I remember most the theoretical discussions and just the struggle of living collectively, which I was never very good at.


What can we pass on to the new movements?

1) Issues of organisation
I think, like them, we grappled with the problem of organisation – of how to make change happen without actually forming a party and trying to seize power. We tried to organise ‘horizontally’, though we didn’t have the technology that they have now. For me, an important text in this regard was The Tyranny of Structurelessness. That’s something I’d like to pass on.

2) Issues of class
I think we realised by trying to organise with working class people, how very different we are – what a difference background and education make. That is also maybe something that has flattened out, and if so, it may be one of the ‘cultural’ achievements of our movement. I’m interested that their version of class is 1% v 99%, and that’s probably right, without all the subtle gradations we inherited from Marx, but then maybe they have to work much harder at building links across the 99%, not just asserting it.

3) Issues of power
Unlike the Trot groups, but like Occupy, and the Diggers before them, we had no strategy for taking power. I don’t know how we thought it would ever happen, but I guess we believed in spontaneity rather than leadership.
We never realised, and I think they don’t realise, how powerful, cynical and ruthless all ruling elites are. While we grew up thinking of ourselves as quite special and a privileged generation, rebellious, a bit loud-mouthed, and with something interesting to say, they really saw us as a threat. We thought it was just police and batons and horse-charges. Actually, seeing the police and the army in action against the miners made me realise that in any physical confrontation, they are going to win, and not only that, but that as the winners, they will get to write the history of what really happened.
It really pains me to see the whole police, military and judicial system now lined up against what are really just a bunch of lovely idealistic kids, as we once were, and the knowledge that they will stop at nothing to annihilate or co-opt them is something I think we can pass on with the benefit of hindsight. But that doesn’t mean they should stop. Just be careful.

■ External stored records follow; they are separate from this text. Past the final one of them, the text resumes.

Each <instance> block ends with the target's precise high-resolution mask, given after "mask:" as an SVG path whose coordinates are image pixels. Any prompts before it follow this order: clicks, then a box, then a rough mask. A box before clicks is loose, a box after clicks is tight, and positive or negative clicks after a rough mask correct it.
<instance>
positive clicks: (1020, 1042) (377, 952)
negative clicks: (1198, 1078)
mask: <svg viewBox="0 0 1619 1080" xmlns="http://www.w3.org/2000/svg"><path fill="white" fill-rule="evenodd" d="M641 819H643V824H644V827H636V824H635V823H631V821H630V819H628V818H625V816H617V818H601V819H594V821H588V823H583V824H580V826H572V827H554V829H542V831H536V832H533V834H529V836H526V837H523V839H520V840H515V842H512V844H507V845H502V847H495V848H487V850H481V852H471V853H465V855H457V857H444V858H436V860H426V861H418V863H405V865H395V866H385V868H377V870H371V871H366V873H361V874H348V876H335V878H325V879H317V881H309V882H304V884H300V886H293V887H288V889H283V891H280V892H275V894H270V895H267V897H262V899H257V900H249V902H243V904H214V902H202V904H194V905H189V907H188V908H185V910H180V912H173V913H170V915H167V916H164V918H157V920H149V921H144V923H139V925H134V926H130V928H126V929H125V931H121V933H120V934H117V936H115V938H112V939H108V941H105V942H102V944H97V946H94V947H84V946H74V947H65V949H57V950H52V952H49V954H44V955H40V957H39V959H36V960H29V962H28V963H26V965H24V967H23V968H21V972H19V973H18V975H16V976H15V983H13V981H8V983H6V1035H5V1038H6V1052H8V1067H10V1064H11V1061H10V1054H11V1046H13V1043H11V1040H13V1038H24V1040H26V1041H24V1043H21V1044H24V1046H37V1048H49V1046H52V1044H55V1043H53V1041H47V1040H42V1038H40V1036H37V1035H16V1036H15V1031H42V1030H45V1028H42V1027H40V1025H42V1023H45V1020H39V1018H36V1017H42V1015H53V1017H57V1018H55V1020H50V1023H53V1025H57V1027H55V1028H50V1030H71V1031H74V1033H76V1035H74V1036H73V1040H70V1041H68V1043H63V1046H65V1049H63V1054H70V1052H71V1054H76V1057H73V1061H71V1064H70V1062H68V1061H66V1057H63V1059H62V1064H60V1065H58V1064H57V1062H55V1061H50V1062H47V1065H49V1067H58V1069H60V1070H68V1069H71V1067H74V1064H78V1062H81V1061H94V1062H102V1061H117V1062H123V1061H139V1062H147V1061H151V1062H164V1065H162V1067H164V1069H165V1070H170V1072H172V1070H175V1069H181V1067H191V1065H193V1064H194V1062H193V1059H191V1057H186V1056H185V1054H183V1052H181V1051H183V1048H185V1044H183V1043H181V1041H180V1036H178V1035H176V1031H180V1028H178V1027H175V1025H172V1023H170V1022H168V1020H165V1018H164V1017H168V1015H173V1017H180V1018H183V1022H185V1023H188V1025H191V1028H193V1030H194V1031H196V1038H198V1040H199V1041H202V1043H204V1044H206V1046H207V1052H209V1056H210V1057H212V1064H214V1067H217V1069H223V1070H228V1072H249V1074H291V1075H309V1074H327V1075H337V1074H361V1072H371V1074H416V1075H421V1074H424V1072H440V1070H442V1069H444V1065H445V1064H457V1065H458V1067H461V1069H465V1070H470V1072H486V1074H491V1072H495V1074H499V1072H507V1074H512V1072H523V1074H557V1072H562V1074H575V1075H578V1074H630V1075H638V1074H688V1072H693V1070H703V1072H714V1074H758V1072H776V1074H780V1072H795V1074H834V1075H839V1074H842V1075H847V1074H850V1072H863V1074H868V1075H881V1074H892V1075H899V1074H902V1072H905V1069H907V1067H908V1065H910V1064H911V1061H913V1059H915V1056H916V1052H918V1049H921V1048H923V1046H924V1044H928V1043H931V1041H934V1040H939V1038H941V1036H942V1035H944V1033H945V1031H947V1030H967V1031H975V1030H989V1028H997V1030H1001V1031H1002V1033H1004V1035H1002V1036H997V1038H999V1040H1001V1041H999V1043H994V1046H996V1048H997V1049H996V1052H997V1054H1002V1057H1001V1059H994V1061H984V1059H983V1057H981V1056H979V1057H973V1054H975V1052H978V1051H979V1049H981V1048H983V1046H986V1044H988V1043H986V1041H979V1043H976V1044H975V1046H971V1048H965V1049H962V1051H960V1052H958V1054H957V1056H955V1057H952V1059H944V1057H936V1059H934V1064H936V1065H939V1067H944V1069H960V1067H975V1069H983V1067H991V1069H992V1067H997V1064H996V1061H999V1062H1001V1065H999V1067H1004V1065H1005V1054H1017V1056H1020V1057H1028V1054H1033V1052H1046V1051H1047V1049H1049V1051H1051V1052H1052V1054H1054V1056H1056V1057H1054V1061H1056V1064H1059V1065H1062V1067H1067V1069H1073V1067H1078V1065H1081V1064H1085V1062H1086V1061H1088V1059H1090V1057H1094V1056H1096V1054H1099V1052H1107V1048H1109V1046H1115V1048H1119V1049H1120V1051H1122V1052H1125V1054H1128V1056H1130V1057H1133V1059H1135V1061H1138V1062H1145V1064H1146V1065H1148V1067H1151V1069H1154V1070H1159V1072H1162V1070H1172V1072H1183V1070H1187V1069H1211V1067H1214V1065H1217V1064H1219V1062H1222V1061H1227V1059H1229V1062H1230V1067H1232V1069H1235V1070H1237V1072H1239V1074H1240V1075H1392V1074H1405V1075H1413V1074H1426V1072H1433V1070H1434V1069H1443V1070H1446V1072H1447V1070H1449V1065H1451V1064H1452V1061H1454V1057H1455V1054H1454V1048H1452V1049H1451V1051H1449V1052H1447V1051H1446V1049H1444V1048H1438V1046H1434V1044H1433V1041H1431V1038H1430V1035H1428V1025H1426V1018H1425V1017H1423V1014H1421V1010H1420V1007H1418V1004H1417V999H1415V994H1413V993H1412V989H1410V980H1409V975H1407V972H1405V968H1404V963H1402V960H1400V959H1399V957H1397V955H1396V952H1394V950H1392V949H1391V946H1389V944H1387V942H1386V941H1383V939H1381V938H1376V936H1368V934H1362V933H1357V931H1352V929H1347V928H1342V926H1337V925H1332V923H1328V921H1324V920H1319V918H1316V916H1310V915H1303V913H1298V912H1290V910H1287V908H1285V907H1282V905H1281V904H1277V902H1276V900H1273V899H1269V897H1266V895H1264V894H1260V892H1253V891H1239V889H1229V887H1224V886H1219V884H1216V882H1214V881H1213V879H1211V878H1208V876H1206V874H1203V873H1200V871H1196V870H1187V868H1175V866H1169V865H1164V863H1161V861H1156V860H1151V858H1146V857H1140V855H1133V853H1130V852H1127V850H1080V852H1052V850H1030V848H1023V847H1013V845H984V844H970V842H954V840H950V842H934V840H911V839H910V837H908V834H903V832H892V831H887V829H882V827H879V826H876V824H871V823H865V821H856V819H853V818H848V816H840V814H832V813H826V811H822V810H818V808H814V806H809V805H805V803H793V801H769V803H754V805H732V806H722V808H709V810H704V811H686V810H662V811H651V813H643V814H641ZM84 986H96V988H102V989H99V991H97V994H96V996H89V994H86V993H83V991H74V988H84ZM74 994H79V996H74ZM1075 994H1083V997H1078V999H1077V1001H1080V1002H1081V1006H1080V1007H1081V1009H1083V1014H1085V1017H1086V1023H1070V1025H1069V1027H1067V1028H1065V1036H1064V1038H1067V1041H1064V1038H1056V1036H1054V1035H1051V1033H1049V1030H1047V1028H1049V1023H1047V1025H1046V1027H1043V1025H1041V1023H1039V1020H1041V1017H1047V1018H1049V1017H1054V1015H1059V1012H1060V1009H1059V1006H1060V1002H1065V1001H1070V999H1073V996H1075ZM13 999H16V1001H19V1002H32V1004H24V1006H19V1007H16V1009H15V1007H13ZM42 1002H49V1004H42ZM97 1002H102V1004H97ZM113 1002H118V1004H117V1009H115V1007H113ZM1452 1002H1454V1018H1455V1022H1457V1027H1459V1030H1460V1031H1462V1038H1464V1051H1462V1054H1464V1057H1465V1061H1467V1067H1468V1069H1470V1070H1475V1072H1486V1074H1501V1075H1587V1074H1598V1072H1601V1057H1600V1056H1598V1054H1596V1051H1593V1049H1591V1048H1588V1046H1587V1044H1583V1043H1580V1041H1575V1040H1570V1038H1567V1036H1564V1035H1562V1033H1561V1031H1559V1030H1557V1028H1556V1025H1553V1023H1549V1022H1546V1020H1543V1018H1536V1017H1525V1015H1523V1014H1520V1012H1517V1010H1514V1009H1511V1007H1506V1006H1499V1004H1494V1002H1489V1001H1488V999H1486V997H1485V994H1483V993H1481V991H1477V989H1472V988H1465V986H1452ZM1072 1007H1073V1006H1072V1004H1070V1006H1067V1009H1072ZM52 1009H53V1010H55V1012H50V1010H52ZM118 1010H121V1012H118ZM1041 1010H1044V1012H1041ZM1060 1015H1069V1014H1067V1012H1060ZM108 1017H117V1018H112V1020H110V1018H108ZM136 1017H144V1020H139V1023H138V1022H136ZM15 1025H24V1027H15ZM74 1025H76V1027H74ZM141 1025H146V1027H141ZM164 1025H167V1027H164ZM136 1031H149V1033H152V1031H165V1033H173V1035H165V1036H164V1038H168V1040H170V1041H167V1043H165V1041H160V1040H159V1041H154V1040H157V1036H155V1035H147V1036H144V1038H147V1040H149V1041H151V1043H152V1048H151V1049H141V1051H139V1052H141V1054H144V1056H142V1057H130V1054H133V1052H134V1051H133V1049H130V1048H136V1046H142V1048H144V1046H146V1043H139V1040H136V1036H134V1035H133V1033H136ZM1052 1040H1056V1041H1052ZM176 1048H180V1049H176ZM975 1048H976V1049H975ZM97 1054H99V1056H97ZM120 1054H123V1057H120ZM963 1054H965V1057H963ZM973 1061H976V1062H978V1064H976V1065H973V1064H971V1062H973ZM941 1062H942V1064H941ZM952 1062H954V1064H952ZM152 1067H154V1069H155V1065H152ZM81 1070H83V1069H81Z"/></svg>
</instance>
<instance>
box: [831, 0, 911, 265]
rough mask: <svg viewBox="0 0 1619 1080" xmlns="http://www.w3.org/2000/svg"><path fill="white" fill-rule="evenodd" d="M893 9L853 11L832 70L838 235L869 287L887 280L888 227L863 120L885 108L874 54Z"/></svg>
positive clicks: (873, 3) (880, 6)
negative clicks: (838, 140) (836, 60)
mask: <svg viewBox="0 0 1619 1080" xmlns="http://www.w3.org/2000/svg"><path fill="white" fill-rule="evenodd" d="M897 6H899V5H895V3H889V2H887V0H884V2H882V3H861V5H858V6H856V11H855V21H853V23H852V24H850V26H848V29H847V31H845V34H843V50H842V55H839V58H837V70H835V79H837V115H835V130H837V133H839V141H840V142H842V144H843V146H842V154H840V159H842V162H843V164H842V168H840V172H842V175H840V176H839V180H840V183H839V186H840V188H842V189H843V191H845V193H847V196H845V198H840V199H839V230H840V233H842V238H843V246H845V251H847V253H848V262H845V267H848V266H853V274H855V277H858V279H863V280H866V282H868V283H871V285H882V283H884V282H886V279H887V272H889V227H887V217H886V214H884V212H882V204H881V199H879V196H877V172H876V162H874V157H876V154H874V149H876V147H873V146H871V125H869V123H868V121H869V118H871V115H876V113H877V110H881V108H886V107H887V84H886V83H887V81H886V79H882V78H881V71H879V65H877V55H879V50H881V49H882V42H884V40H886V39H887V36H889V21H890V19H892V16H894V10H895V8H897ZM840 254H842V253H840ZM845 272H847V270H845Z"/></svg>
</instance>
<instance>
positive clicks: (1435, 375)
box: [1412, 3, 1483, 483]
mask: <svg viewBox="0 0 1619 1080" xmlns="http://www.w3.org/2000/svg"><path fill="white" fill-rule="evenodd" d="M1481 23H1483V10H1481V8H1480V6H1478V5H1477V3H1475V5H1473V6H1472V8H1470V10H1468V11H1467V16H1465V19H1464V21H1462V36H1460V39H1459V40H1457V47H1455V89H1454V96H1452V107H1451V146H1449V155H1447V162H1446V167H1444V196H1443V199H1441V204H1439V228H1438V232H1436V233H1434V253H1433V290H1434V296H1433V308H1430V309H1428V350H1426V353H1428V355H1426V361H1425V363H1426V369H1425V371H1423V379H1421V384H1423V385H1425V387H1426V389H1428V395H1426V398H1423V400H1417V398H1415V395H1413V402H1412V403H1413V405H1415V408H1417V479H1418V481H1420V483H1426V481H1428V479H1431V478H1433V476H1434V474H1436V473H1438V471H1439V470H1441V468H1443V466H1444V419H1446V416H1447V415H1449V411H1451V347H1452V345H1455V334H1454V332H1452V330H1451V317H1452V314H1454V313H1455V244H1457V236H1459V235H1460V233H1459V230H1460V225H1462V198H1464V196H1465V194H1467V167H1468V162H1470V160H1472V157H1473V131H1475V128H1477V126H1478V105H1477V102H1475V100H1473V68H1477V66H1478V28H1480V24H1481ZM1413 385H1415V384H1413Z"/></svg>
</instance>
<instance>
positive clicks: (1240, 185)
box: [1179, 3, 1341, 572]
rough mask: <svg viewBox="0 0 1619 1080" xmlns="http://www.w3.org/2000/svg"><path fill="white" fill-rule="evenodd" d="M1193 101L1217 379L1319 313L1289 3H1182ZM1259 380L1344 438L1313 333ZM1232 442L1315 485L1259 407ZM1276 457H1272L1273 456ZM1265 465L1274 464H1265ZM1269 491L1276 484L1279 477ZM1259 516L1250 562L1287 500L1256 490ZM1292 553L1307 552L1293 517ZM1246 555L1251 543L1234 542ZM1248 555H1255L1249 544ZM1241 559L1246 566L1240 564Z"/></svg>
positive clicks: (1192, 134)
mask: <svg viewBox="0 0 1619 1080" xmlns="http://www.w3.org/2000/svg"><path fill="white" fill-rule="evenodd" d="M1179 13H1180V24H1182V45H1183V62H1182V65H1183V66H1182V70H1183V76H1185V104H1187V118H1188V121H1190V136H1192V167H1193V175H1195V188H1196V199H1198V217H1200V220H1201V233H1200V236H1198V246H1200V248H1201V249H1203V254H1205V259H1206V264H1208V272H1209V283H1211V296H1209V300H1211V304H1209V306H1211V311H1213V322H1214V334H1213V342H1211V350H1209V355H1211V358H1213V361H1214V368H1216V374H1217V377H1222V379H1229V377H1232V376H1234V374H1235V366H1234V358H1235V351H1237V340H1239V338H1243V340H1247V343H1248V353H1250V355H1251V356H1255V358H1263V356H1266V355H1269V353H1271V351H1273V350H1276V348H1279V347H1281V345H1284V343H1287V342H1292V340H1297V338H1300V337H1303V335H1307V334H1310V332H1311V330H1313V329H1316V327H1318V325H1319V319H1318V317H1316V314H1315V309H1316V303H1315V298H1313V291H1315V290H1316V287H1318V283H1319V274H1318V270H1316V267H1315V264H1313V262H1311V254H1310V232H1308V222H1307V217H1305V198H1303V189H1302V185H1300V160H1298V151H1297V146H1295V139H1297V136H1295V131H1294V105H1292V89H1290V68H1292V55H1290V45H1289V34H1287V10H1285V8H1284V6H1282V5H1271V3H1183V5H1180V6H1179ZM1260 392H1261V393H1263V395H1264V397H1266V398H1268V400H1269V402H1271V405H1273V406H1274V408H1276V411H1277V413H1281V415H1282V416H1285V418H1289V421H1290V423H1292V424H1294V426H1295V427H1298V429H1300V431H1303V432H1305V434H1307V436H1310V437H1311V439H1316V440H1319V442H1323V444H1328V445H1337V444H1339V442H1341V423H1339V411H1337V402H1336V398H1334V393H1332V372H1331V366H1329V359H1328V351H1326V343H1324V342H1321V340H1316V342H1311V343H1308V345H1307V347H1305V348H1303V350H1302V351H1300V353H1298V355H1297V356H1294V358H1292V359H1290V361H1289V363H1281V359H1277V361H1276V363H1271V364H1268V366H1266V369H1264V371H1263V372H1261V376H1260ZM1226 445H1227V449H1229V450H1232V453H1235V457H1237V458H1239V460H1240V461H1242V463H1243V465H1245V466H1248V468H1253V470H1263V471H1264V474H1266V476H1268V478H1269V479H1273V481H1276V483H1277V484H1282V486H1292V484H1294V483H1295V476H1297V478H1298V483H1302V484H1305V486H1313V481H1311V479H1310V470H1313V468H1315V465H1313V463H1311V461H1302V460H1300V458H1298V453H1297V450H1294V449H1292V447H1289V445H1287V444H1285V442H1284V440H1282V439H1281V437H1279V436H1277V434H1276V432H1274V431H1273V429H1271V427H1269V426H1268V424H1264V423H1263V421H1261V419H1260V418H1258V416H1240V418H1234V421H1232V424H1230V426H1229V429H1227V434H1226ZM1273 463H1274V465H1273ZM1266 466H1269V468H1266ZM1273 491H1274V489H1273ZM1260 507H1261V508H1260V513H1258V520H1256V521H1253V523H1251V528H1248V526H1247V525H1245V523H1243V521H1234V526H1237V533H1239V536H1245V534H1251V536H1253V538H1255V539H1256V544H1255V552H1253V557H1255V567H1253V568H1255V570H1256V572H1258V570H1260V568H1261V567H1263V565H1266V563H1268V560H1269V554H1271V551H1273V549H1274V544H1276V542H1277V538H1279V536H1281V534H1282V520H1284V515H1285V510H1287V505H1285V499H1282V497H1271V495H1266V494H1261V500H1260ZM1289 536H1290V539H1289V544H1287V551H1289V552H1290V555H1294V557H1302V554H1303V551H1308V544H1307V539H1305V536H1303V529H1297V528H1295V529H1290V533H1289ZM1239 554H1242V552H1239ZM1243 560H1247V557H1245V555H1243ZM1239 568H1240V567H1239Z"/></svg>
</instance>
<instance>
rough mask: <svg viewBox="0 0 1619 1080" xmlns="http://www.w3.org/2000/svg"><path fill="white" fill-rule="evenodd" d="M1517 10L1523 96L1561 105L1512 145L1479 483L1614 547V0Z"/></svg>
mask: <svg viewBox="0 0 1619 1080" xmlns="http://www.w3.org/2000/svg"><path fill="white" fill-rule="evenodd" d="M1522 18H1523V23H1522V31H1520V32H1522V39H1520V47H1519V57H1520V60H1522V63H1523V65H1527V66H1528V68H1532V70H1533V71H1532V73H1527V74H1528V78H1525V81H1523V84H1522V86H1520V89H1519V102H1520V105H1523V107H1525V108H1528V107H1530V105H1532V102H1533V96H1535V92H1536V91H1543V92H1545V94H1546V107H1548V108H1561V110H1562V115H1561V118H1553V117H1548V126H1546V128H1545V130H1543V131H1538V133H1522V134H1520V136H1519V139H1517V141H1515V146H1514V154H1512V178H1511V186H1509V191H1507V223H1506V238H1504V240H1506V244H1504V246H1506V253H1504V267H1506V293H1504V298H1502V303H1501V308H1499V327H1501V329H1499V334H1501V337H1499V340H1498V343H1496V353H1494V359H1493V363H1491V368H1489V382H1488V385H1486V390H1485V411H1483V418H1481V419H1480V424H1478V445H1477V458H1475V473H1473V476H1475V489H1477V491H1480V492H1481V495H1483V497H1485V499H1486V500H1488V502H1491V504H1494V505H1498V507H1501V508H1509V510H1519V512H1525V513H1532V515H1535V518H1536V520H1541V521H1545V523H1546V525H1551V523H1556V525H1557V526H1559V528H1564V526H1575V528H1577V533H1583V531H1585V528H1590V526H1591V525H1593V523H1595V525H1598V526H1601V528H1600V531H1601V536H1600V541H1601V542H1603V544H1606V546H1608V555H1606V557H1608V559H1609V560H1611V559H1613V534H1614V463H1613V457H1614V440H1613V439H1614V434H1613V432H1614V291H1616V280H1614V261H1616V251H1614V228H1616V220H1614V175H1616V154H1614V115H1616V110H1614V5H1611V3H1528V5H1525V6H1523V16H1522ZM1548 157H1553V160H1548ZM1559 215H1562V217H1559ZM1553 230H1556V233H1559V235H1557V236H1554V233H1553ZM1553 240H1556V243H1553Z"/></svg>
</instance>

4) Because it was worth it
Not the synthetically-fragranced ‘because I’m worth it’ of consumer culture, but something out there which is bigger than all of us – history, the people, human life – whatever it is – and to be a part of that and to connect with that is a privilege that costs so dear,  it really is something money can’t buy. Whoops – I can feel another pamphlet coming on. Better stick to novels from now on.

I can only think of four. Bye for now, and good luck.